Na superfície, o Fórum Econômico Mundial continua sendo um evento de ostentação único que ocorre em uma pequena cidade alpina, aonde estradas escorregadias cheias de gelo conduzem a chácaras eduardianas e vários hotéis com carros luxuosos na garagem.
Não se precisa de muita observação para ver que a crise econômica que assolou várias empresas parece ter passado longe de Davos. Talvez o Fórum seja, de fato, uma festa no fim do universo. Ao mesmo tempo em que uma bomba atômica destrói milhares de vidas, mas deixa estruturas físicas intactas, Davos continua ignorando o fato de que a cultura que o suporta já morreu.
O alarme não representa o mesmo que o arrependimento, e pouquíssimas pessoas aqui irão admitir que fizeram algo errado. O presidente do JP Morgan Chase, James Dimon, é uma exceção: "Eu assumo toda a culpa, sim. Só Deus sabe a estupidez de algumas coisas que cometemos".
Dimon pode declarar estas palavras com a confiança de um sobrevivente. As falhas vieram à tona. Menos oligarquias compareceram ao fórum este ano, que não pode mais contar com a presença do ilustre Lehman Brothers.
Os líderes políticos que apareceram também vêm mostrando cautela, preocupados em não serem acusados de estarem se banqueteando enquanto o número de desempregados aumenta em suas terras natais. Os ministros britânicos reduziram suas delegações e existe uma ordem vinda dos altos escalões do governo inglês: "Nenhum membro das delegações britânicas poderá se dar ao luxo de esquiar".
Não existe um senso real de culpa coletiva ou considerações meticulosas sobre o que fazer para resolver a crise além de reconstruir um mundo que acabou de se perder. Davos tem o ar carregado de um inquérito aeronáutico ocorrendo dentro de uma empresa aérea que ainda quer continuar voando.
O choque é real, o sofrimento mal começou, mas ninguém em Davos parece pensar que isto representa ser menos importante ou menos rico.
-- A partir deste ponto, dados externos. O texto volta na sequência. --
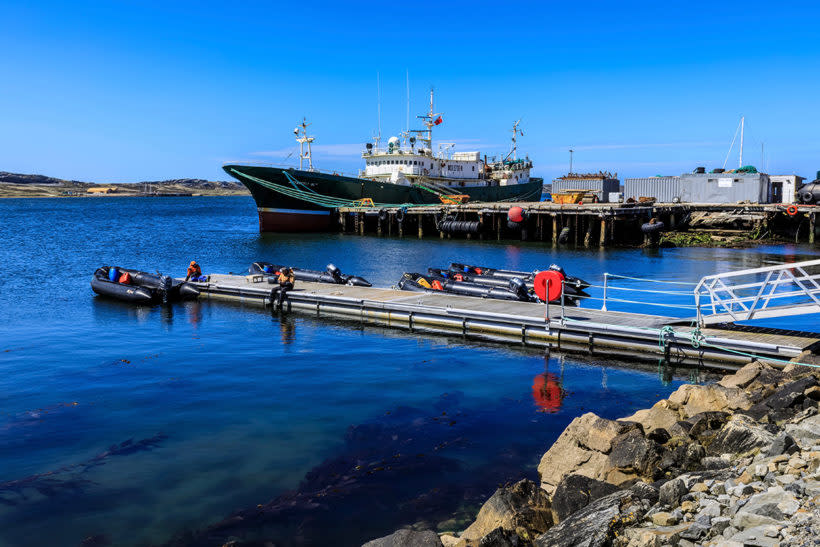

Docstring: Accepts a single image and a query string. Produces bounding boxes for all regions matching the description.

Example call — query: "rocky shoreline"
[363,356,820,547]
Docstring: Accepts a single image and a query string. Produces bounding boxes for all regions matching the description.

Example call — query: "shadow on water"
[163,352,708,547]
[0,434,167,508]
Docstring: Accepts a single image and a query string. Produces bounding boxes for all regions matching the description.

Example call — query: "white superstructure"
[360,89,533,188]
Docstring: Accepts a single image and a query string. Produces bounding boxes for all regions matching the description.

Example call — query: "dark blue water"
[0,197,817,547]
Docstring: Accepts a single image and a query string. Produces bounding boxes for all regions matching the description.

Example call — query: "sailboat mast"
[739,116,745,168]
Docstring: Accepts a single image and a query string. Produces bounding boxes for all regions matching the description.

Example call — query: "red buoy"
[507,206,525,223]
[534,270,565,302]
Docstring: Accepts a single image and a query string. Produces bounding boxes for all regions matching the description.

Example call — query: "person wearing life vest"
[185,261,202,282]
[274,267,295,309]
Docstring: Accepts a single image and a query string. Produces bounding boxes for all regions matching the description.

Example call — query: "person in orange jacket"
[185,261,202,282]
[273,267,295,309]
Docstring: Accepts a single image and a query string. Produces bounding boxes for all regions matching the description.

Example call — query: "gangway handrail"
[694,259,820,326]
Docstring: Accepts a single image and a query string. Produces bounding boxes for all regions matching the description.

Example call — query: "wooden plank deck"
[193,274,820,369]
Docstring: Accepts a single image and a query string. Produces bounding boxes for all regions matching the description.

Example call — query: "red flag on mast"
[434,116,443,125]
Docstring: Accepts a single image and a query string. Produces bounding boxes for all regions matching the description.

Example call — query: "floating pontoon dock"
[191,260,820,370]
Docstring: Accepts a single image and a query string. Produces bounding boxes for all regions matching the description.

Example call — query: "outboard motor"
[326,263,342,282]
[158,274,173,304]
[548,264,566,276]
[509,277,529,301]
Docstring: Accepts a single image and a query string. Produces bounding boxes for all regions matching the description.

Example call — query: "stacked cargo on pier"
[551,172,620,203]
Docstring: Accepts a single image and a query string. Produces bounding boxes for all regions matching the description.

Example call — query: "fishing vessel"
[223,89,542,232]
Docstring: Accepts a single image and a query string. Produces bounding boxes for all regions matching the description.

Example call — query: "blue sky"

Para a maioria dos participantes, a humildade é um véu temporário que deve ser usado até que o tempo das vacas menos magras retorne.
É difícil precisar quem sofreu de verdade e quem está apenas fingindo. Em um corredor escuro no centro do prédio de concreto do congresso, sobrenomes bilionários ainda brilham em crachás brancos. Davos é uma cidade onde os homens de classe realmente alimentam os mexericos sobre os "podres de rico". Trajando roupas luxuosas, seus cabelos mostram ter sido escovados com esmero e divididos em várias camadas e ondas o que mostra cabeleireiros disciplinadíssimos, ao contrário dos mercados.
Tarde da noite, o networking rolou solto pelo saguão do principal hotel da cidade. Entre as conversas animadas podia-se ouvir: "Há alguns anos me pediram para ser secretária do Fed"... "Larry Summers me mandou um e-mail semana passada dizendo que não viria"... "Encerraram nosso projeto semana passada..."
Os absurdos de Davos são infinitos: o sistema computadorizado de cadastro que os delegados usam para trocar e-mails entre si mais parece um Orkut de luxo.
Talvez dentro das pequenas salas de reunião cada uma com quatro cadeiras de couro branco e uma palmeira dentro de um vaso se encontre uma solução para a verdadeira catástrofe financeira. Entretanto, três dias em Davos não oferecem esperança. O que ninguém quer admitir é que talvez não exista solução alguma, apenas uma piora ainda mais drástica do quadro.